Here are the results:
Interestingly, for the average DOS game it appears the cheaper and more common 486DX4 is pretty much on par with the Pentium 60. 3Dbench actually favours the 486 by a significant amount.
PCPbench in SVGA mode gives the Pentium the advantage, but neither are particularly brilliant scores. I tried to play Tie Fighter in SVGA mode on the 486 some time ago and it was nearly unplayable; standard VGA mode was a much more enjoyable experience. I doubt the Pentium 60 would be significantly better in this regard- I would have liked to test this but without some sort of benchmarking tool it would be hard to quantify the difference, plus I haven't had time to do so 😒
The general consensus seems to be that you really need a much faster system, probably over 100MHz for SVGA mode in games to be viable.
PCPBench seems to be a much 'busier' benchmark than 3Dbench, with more polygons and textures etc, so I can see how the higher raw integer performance of the Pentium would be an advantage here, as would the faster FSB (60MHz vs 33MHz for the 486).
Norton Sysinfo's synthetic CPU benchmark shows the Pentium to have close to twice the raw performance of the 486 despite the 486 running at about 50% faster clockspeed.

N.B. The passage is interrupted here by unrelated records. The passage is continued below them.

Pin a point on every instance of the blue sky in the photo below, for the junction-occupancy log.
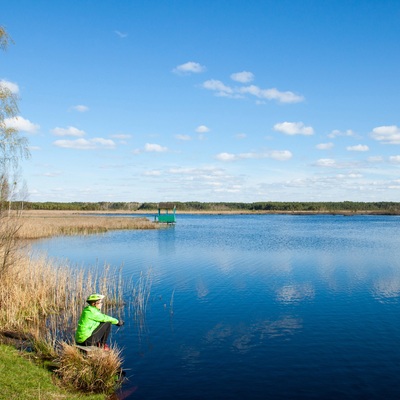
(207, 100)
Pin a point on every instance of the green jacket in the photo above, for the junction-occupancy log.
(90, 319)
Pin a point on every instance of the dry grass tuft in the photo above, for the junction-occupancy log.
(97, 371)
(47, 225)
(46, 299)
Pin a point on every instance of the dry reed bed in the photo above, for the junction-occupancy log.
(36, 226)
(38, 293)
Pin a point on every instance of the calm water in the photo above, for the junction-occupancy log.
(264, 307)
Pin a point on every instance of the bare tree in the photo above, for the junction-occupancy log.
(13, 148)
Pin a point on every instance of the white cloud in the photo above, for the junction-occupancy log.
(70, 131)
(202, 129)
(152, 147)
(387, 134)
(281, 155)
(375, 159)
(34, 148)
(183, 137)
(336, 133)
(189, 68)
(121, 136)
(121, 34)
(80, 108)
(219, 87)
(272, 94)
(152, 173)
(268, 94)
(359, 147)
(326, 162)
(21, 124)
(294, 128)
(85, 144)
(324, 146)
(226, 157)
(394, 159)
(11, 86)
(242, 77)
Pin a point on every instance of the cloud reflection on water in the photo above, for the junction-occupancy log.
(244, 338)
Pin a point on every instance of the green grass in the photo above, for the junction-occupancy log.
(21, 379)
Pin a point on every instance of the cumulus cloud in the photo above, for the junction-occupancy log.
(21, 124)
(242, 77)
(11, 86)
(220, 88)
(358, 147)
(80, 108)
(375, 159)
(324, 146)
(183, 137)
(394, 159)
(152, 173)
(69, 131)
(223, 90)
(121, 34)
(281, 155)
(336, 133)
(121, 136)
(85, 144)
(152, 147)
(190, 67)
(387, 134)
(272, 94)
(326, 162)
(294, 128)
(202, 129)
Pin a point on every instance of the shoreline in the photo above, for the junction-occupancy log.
(52, 213)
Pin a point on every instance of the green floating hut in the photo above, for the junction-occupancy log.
(166, 213)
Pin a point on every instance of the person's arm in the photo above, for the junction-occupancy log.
(100, 317)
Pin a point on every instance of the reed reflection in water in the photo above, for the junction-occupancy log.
(263, 306)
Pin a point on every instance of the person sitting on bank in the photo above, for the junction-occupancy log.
(94, 326)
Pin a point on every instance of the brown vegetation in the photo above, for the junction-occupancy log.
(36, 225)
(41, 299)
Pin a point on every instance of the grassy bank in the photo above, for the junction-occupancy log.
(36, 225)
(41, 300)
(21, 379)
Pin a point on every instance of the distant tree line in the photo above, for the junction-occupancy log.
(323, 207)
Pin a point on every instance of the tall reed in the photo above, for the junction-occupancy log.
(36, 226)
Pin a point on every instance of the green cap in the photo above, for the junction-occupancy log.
(95, 297)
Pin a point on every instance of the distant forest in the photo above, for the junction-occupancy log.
(268, 206)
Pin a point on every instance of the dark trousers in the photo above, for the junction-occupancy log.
(99, 335)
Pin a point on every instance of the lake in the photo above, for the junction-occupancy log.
(263, 306)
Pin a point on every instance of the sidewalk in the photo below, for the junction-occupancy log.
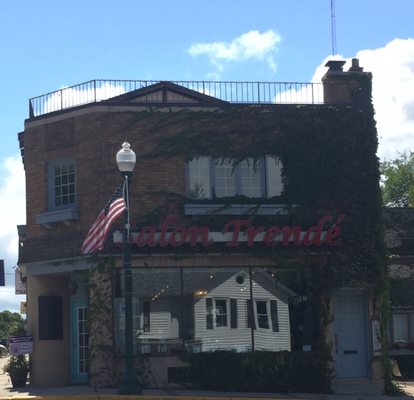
(84, 392)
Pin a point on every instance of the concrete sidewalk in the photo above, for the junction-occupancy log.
(84, 392)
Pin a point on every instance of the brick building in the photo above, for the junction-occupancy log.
(254, 222)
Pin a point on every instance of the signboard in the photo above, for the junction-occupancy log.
(19, 345)
(326, 231)
(23, 307)
(2, 278)
(20, 286)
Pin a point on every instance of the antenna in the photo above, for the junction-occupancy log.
(333, 27)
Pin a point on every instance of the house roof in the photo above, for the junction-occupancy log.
(167, 283)
(167, 92)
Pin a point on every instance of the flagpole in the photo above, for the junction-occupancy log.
(130, 384)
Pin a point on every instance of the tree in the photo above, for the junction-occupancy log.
(11, 324)
(397, 183)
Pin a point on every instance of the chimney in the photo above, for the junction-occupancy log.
(345, 87)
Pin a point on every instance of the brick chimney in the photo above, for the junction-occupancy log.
(346, 87)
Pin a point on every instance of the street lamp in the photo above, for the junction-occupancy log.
(130, 385)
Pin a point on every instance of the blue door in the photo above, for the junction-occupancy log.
(350, 330)
(80, 341)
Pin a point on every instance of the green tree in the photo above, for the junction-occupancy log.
(398, 181)
(11, 324)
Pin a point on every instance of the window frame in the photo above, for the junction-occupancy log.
(409, 321)
(268, 314)
(263, 165)
(227, 313)
(51, 186)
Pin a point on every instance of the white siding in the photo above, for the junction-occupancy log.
(239, 339)
(161, 324)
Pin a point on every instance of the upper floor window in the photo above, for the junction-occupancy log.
(62, 183)
(215, 178)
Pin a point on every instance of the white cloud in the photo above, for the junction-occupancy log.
(74, 96)
(13, 206)
(248, 46)
(10, 301)
(392, 67)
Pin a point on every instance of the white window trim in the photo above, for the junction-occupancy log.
(268, 312)
(264, 178)
(215, 326)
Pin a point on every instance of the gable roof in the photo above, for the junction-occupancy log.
(166, 92)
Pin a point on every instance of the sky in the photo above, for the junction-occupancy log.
(47, 44)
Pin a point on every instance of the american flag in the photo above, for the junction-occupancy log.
(95, 239)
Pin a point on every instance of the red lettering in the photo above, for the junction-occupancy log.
(314, 234)
(334, 231)
(182, 232)
(237, 223)
(146, 237)
(270, 234)
(196, 231)
(164, 228)
(252, 232)
(288, 231)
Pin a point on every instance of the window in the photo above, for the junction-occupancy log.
(209, 178)
(262, 314)
(403, 327)
(199, 178)
(62, 184)
(61, 194)
(220, 307)
(265, 314)
(221, 313)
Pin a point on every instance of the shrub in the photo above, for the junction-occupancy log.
(260, 371)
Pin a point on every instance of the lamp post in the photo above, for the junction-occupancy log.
(130, 385)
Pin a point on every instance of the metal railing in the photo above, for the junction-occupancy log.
(233, 92)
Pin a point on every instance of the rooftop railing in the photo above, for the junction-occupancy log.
(233, 92)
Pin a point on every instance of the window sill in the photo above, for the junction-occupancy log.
(234, 209)
(66, 215)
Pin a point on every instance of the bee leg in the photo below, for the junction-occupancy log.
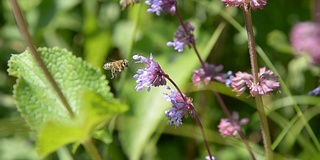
(113, 73)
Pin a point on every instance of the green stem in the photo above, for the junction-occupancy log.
(232, 120)
(254, 68)
(91, 149)
(130, 48)
(27, 38)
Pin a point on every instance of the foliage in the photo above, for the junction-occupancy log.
(100, 31)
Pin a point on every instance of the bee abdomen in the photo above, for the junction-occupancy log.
(107, 66)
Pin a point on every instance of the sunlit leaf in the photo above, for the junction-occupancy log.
(84, 87)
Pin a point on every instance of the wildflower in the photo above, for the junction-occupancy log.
(208, 158)
(152, 75)
(267, 82)
(315, 92)
(253, 3)
(183, 37)
(179, 108)
(165, 6)
(227, 128)
(240, 82)
(305, 37)
(211, 72)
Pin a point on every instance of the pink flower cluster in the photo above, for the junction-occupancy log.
(267, 82)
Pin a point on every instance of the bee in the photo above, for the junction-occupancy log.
(124, 3)
(116, 66)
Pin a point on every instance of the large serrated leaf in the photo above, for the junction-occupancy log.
(84, 87)
(94, 110)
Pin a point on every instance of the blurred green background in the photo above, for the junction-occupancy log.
(99, 31)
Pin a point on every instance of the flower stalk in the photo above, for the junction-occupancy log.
(254, 68)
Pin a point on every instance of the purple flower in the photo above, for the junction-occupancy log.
(315, 92)
(208, 158)
(180, 107)
(212, 72)
(182, 38)
(268, 82)
(255, 4)
(305, 37)
(227, 128)
(165, 6)
(152, 75)
(240, 82)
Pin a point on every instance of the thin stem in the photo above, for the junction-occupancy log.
(176, 86)
(203, 134)
(194, 113)
(91, 149)
(251, 42)
(193, 43)
(226, 111)
(316, 15)
(27, 38)
(254, 68)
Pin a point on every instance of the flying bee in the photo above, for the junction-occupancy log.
(116, 66)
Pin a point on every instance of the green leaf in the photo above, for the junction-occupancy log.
(84, 87)
(278, 40)
(149, 107)
(94, 110)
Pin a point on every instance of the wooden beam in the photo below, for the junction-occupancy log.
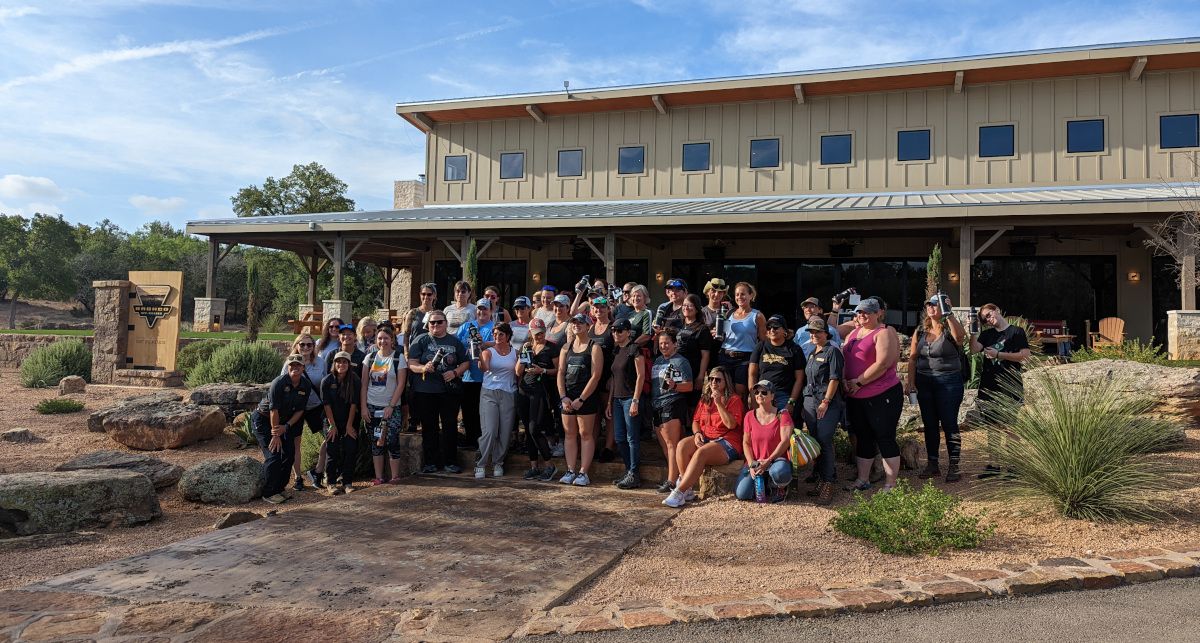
(659, 103)
(1139, 65)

Doom is the most interesting one to me - it shows that for the average DOS VGA game there is very little separating the two systems.
Later games that used the Quake engine would probably favour the Pentium I'd imagine, as it made heavy use of floating-point instructions- the Pentium has a much stronger floating point unit than the 486. Some say Quake's code was specifically optimized for the Pentium as well. If there is enough interest and I get time I may try to run a Quake benchmark on both systems, however keep in mind that Quake wasn't released until 1996 and I consider it part of a different era in computing. By 1996 Windows 95 was out, and Socket 7 Pentiums were available in clockspeeds over 100MHz.

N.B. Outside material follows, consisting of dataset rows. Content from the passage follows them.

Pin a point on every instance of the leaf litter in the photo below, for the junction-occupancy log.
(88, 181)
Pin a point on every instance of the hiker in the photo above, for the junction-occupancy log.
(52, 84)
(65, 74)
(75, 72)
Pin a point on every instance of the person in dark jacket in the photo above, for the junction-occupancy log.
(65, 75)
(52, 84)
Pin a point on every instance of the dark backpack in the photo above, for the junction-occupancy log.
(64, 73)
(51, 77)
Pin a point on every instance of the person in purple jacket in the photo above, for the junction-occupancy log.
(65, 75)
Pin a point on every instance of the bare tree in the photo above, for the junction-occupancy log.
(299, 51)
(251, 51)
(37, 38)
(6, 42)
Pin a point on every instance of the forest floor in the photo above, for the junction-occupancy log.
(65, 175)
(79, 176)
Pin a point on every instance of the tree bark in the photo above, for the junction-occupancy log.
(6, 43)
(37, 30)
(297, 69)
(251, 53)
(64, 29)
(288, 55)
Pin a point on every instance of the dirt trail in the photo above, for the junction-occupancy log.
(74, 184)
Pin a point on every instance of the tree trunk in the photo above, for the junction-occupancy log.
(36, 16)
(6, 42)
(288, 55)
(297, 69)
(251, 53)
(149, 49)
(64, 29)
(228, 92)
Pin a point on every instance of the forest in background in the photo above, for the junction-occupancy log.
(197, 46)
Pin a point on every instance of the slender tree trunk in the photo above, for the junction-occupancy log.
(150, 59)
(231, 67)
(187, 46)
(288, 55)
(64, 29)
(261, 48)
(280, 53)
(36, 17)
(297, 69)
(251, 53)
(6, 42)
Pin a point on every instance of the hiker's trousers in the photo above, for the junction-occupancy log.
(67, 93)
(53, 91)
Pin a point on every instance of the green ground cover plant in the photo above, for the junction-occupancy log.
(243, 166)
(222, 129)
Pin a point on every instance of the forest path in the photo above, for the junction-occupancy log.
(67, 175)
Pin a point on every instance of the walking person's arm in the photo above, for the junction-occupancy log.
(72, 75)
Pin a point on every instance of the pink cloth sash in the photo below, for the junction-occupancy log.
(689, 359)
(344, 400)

The interesting thing to keep in mind here is that the 486 motherboard can be upgraded with an AMD 133MHz 5x86 CPU, while Socket 4 was very much a dead end (to upgrade to a Pentium 75 or faster you needed a new, socket 5 motherboard). The AMD 5x86 came out about a year later than the DX4 or Pentium 60 but was significantly faster than the 486DX4 - it was even marketed as being equal to a Pentium 75. Unfortunately I don't have such a CPU to benchmark with but I'm certain it would be a noticeably faster system than either of those benchmarked here.
So, overall, the Socket 4 Pentium isn't much more than a curiosity - you'd be better off with a 486 for VGA DOS games, or a later Pentium for SVGA or Win9x games. Even in 93/94 it seems you would have been better off sticking with a 486.